Great Throughts Treasury

This site is dedicated to the memory of Dr. Alan William Smolowe who gave birth to the creation of this database.

Lewis Namier, fully Sir Lewis Bernstein Namier, aka Ludwik Niemirowski, born Ludvik Bernstein

English Historian

"It is a woeful mistake to suppose that the educated are kinder or more tolerant: education creates vested interests, and renders the beneficiaries acutely jealous and very vocal."

"Historical research to this day remains unorganized, and the historian is expected to make his own instruments or do without them; and so with wooden ploughs we continue to draw lonely furrows, most successfully when we strike sand."

"1848 remains a seed-plot of history. It crystallized ideas and projected the pattern of things to come; it determined the course of the following century."

"Eastern European Judaism was a frozen mass until the rays of Western Enlightenment began to beat on it. Then some of it remained frozen, some evaporated – that meant assimilation and drifting, and some melted into powerful streams: one was Socialism and the other Zionism."

"A great deal of what is peculiar in English history is due to the obvious fact that Great Britain is an Island. Encroachments on frontier provinces were never possible in the case of England (the Scottish and Welsh Borders may be here left out of account); a conquest had to be complete or could not endure. Frontier encroachments are apt to produce chaos, whereas complete conquests tend to establish strong governments. In anarchical conditions those who bear arms obtain an ascendancy over the other classes, and usually form themselves into a close, dominant caste; while a strong central government, such as was established in England after 1066, was in itself a check on class privileges.
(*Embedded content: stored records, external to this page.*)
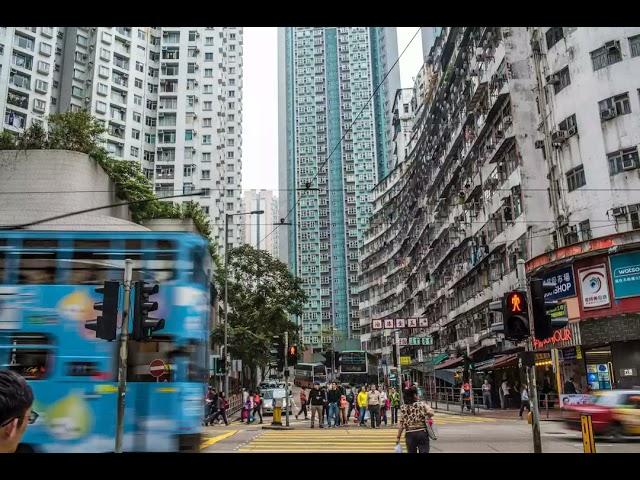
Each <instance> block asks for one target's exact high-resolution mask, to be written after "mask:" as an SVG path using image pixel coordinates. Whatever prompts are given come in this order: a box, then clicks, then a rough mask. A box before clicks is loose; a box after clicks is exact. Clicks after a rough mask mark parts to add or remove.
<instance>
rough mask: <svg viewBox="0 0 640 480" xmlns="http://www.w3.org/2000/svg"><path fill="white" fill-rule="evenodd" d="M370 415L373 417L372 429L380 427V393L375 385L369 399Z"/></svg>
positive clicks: (368, 395)
mask: <svg viewBox="0 0 640 480" xmlns="http://www.w3.org/2000/svg"><path fill="white" fill-rule="evenodd" d="M367 404H368V406H369V415H371V428H379V427H380V392H379V391H378V387H377V386H376V385H373V386H372V387H371V391H370V392H369V395H368V397H367Z"/></svg>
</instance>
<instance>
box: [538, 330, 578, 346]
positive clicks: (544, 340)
mask: <svg viewBox="0 0 640 480" xmlns="http://www.w3.org/2000/svg"><path fill="white" fill-rule="evenodd" d="M571 340H573V334H572V333H571V329H570V328H569V327H564V328H561V329H560V330H556V331H555V332H553V335H552V336H550V337H549V338H545V339H544V340H542V341H540V340H538V339H537V338H534V339H533V348H535V349H540V348H544V347H545V346H547V345H549V344H552V345H554V344H556V343H560V342H570V341H571Z"/></svg>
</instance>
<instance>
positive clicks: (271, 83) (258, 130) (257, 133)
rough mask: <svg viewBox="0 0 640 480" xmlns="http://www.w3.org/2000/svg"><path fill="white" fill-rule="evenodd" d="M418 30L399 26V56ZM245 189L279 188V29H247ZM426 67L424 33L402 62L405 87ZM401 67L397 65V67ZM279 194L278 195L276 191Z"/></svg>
mask: <svg viewBox="0 0 640 480" xmlns="http://www.w3.org/2000/svg"><path fill="white" fill-rule="evenodd" d="M417 30H418V27H398V54H400V53H401V52H402V50H403V49H404V48H405V46H406V45H407V43H409V41H410V40H411V37H412V36H413V34H414V33H415V32H416V31H417ZM243 54H244V58H243V63H244V73H243V92H242V94H243V101H242V163H243V165H242V186H243V188H244V189H245V190H246V189H252V188H264V189H269V190H276V189H277V188H278V84H277V82H278V29H277V28H276V27H245V28H244V47H243ZM421 64H422V43H421V38H420V34H418V35H417V36H416V38H415V39H414V40H413V43H412V44H411V45H410V46H409V48H408V49H407V51H406V52H405V53H404V55H403V56H402V58H401V59H400V63H399V66H400V78H401V80H400V81H401V83H402V87H412V86H413V80H412V78H413V77H414V76H415V74H416V73H417V71H418V69H419V68H420V66H421ZM396 68H397V66H396ZM276 193H278V192H276Z"/></svg>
Where armies serve as 'expeditionary forces' militarism has little chance to permeate the life of the nation; and there is more of the knight-errant in a merchant-adventurer than in an officer of the militia."

"The Enormous Void - The October days of 1918 in Austria will forever remain remarkable for their mass psychology and as an example of how ideas, talked about yet unthinkable on one day, acquire life on the next, while other ideas, which had seemed solid fact, pass out of reality. Austria-Hungary disappeared when it vanished from the consciousness of those concerned. The War had broken the habits and the approach of defeat disbodied the ideas which made up its political and social structure. The language changed; for the first time men drew conclusions from old familiar facts; the pace at which they did so, quickened daily; it became catastrophical. Diplomatic notes, speeches in the Vienna and Budapest Parliaments, declarations and manifestoes published at Prague, Zagreb, Cracow, or Lvov, were no longer mere moves in a political game. The masses listened to the march of events, the leaders watched the movements of the inarticulate masses. Elemental forces seemed to work through men and to control them, uncontrolled by them. The solid political foundations of inherited everyday existence vanished, and in the enormous void ideas seemed to move, free from hindrance, obeying their own laws."